Some of that will be reflected back out of the box. Some will be wasted as heat lost through the surface of the box. But that still seems to be more than adequate. I figured that energy would essentially “cook” the water out of the tomatoes.
Second, it doesn’t really fail for lack of temperature. Despite being ventilated, the interior of the box gets up to about 120F. That should be an adequate temperature for drying vegetables. In fact, I don’t want it to go over 140F for drying vegetables, because that affects the quality of the resulting product.
I think it fails for lack of air movement. As it stands, the only air movement is from the thermal siphon created by hot air rising up the clear chimney pipe. That’s a gentle flow of warm, moist air. Stick your hand over it, and it feels as if someone where gently breathing on your hand.
Best guess, that provides one full air change in that box every five to ten minutes. But it doesn’t really provide any active air movement over the surface of the food. Although the air going up the chimney pipe might be moving at 0.5 to 1 miles per hour, the air sitting on the food itself is, for all practical purposes, still.
Engineeringtoolbox.com provides a calculator for evaporative losses from swimming pools based on, among other things, wind speed above the pool. That’s not exactly the situation I’m in, but it’s enough to give some sense of how much air circulation matters.
Let me use a typical 20″ box fan as my benchmark. A typical fan of that sort can push air at nearly 5 MPH on low. Based on the swimming pool calculator, for the default values (which I take as typical conditions), evaporation with a 5 MPH breeze is just about three times higher than evaporation in still air.

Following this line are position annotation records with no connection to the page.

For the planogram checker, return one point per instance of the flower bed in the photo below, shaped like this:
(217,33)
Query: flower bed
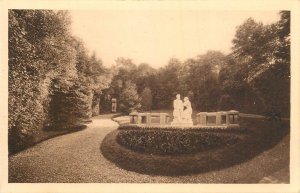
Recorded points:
(172,141)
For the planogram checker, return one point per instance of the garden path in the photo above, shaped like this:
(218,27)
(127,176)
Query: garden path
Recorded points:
(76,158)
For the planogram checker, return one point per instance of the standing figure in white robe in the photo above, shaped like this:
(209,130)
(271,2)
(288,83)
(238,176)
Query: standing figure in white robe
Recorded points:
(178,108)
(187,111)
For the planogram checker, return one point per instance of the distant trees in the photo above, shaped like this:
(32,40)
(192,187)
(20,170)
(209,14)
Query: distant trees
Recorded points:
(52,80)
(55,83)
(257,74)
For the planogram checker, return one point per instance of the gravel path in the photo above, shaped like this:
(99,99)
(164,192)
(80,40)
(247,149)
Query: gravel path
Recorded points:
(76,158)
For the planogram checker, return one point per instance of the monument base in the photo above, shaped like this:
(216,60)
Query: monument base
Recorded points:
(182,124)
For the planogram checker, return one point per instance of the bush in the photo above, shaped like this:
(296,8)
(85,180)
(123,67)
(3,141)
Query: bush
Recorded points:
(174,141)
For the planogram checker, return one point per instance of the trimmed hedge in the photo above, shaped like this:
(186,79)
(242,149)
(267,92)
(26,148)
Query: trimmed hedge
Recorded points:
(174,141)
(171,128)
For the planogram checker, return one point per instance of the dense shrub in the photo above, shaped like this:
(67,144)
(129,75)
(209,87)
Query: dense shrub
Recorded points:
(52,80)
(174,141)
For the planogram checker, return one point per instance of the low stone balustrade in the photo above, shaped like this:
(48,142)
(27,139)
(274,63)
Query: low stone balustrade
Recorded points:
(221,118)
(149,118)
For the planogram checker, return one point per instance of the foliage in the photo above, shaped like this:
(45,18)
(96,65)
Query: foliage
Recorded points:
(257,75)
(52,80)
(129,99)
(166,142)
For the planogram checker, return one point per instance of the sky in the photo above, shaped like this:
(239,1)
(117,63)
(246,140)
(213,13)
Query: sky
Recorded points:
(155,36)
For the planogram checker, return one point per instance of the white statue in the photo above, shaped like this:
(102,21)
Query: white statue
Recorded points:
(187,111)
(178,110)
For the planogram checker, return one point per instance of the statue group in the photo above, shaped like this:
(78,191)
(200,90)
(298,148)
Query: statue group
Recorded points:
(182,112)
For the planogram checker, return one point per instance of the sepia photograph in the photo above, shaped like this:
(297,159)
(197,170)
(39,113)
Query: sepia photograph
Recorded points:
(149,96)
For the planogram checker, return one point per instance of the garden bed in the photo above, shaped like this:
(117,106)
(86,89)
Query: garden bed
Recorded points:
(260,135)
(162,141)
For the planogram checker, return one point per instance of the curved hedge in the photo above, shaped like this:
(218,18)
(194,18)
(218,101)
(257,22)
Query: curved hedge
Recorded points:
(176,141)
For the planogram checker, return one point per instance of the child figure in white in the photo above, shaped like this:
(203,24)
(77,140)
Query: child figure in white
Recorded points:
(187,111)
(178,110)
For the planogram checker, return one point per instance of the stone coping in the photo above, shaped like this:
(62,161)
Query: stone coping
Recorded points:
(157,126)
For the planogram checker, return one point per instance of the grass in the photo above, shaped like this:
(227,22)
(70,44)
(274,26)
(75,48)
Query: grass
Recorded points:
(262,135)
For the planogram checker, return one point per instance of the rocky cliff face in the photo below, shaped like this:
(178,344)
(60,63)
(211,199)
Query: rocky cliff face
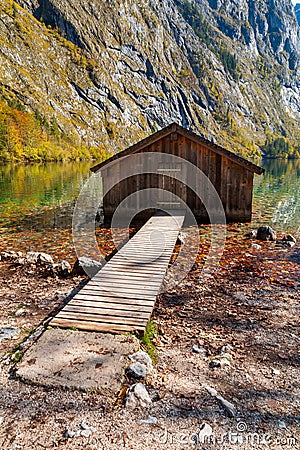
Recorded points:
(111,72)
(297,12)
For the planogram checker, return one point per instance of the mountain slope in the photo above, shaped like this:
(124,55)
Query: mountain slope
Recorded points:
(111,72)
(297,12)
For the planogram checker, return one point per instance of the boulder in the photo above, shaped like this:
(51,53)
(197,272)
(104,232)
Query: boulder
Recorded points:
(8,333)
(62,269)
(142,358)
(137,370)
(10,255)
(44,259)
(138,396)
(266,234)
(86,266)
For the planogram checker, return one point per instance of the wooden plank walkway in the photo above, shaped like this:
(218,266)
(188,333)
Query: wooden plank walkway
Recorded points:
(121,296)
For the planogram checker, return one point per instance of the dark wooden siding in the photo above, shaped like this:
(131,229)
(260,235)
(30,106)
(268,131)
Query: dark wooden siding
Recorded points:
(232,181)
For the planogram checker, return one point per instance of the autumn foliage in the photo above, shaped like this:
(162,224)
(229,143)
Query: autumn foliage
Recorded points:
(26,136)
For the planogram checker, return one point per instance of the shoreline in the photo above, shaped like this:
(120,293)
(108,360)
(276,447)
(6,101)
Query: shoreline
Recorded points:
(251,305)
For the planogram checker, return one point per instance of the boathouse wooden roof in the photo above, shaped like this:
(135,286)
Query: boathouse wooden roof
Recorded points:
(230,174)
(175,128)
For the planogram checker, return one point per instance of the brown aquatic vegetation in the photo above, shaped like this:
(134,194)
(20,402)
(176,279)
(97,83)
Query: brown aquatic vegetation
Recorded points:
(250,306)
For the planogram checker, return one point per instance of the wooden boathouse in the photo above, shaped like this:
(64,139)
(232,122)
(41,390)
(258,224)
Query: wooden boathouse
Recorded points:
(230,174)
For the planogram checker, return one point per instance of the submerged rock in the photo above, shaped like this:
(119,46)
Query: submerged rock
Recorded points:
(86,266)
(62,269)
(266,234)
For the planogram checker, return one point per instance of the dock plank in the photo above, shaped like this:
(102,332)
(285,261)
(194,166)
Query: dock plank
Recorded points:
(121,296)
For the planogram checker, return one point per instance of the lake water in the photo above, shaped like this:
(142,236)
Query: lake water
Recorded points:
(37,200)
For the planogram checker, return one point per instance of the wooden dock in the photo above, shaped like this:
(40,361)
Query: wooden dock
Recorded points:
(121,296)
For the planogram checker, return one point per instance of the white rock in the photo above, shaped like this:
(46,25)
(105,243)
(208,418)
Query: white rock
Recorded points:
(8,333)
(20,312)
(85,433)
(282,425)
(138,396)
(205,431)
(143,358)
(151,420)
(197,349)
(138,370)
(256,246)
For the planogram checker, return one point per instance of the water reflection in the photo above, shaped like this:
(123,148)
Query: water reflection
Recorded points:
(37,200)
(276,199)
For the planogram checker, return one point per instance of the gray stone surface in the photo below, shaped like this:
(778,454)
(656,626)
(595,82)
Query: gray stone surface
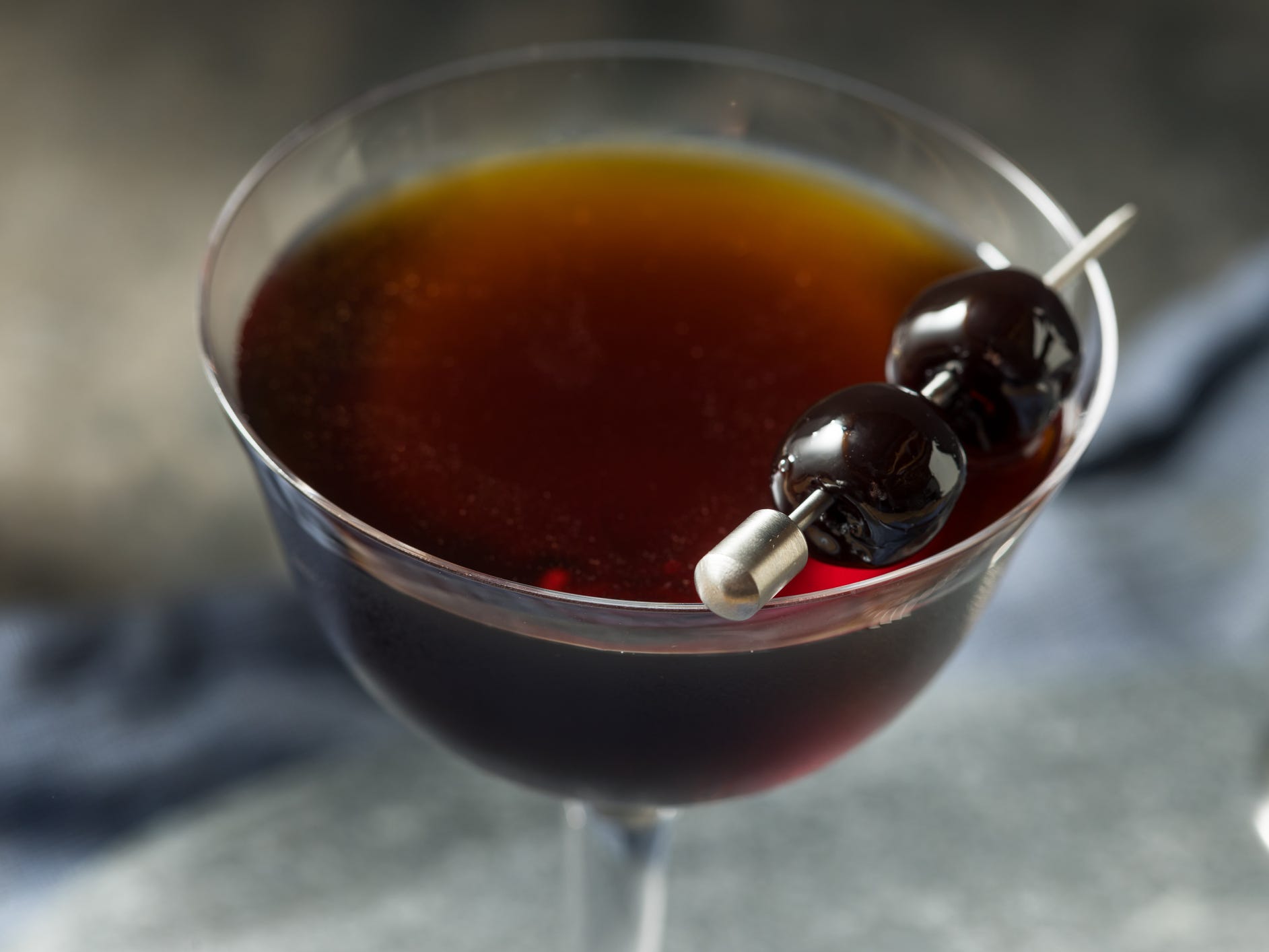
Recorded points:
(1126,828)
(126,125)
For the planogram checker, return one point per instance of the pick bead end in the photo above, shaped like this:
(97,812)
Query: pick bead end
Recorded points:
(750,566)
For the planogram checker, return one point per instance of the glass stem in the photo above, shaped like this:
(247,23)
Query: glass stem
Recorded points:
(615,877)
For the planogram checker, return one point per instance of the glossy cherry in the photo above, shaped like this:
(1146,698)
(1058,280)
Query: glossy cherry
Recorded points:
(893,465)
(1012,347)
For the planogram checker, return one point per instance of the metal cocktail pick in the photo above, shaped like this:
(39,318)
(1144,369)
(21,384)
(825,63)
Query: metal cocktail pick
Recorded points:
(763,553)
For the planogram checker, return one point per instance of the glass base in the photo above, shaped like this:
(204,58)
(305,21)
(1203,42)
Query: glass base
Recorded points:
(1114,814)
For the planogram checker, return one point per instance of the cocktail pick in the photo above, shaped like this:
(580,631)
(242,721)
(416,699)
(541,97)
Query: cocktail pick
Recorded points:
(994,351)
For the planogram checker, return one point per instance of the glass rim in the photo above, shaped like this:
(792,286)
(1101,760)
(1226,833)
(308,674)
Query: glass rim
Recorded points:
(707,55)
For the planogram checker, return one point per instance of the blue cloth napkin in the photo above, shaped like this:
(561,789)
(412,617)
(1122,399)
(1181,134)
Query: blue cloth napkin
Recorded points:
(1159,545)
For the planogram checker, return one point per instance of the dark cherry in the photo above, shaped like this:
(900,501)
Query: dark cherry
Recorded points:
(893,465)
(1012,345)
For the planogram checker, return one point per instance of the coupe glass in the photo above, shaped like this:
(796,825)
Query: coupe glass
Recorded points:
(629,708)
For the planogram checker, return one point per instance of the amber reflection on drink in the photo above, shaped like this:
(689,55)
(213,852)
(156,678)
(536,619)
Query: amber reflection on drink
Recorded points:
(573,370)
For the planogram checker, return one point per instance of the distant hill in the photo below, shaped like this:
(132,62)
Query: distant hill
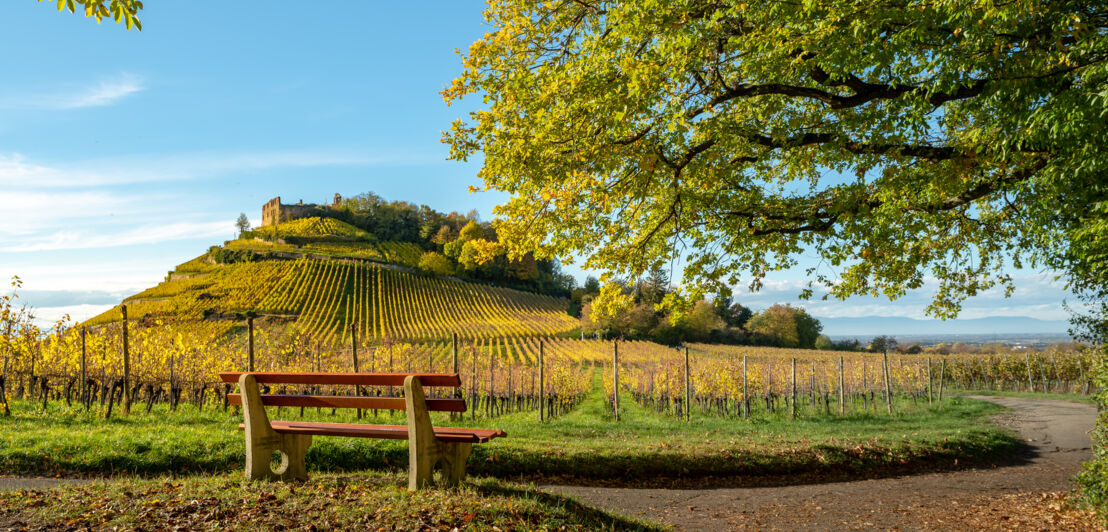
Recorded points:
(871,326)
(326,278)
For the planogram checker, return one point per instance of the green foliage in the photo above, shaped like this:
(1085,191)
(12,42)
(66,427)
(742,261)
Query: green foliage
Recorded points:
(777,323)
(787,326)
(222,255)
(1094,478)
(883,344)
(122,11)
(471,232)
(896,142)
(242,224)
(435,264)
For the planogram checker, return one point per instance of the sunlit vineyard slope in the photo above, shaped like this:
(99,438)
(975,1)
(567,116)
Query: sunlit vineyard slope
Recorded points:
(328,298)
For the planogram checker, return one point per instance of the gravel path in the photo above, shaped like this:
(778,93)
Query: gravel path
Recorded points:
(1056,432)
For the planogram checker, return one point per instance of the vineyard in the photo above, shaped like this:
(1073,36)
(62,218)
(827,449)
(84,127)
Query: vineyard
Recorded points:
(149,361)
(332,299)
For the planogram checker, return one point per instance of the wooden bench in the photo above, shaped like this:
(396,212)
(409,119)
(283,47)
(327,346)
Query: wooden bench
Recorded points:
(428,446)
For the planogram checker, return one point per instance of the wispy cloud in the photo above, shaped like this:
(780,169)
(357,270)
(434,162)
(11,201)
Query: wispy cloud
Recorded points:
(32,212)
(104,92)
(18,171)
(1037,295)
(146,234)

That’s interesting, because every do-it-yourself direct solar dryer that I can recall did nothing more than provide slow, passive air movement via air vents. They are all variations on a simple glass-fronted box. (Direct solar dryers are those that put the food directly into the light, as this dryer does. By contrast, indirect driers use sunlight to heat air, and pass that heated air over the food.) Near as I can tell, all direct solar food dryers dry the food in more-or-less still air.
Further, when I take the pool calculator above, at the typical conditions used there, merely blowing 5 MPH (2.23 meters per second) air over my two trays of tomatoes should — by itself, with no added heat — remove about a pint of water every eight hours.
It’s almost as if I could dry food just as well by sitting it on top of a running box fan. As long as the air circulated by the fan was reasonably dry.
And, sure enough, you can do that. Alton Brown (of Good Eats) makes dried fruit using a box fan. At least one person has replicated that and says it works well.
I think the next step is obvious. I need to add some sort of forced-air circulation to my solar dryer. That will take electricity, but not very much. A small box or window fan on low uses maybe 25 to 40 watts.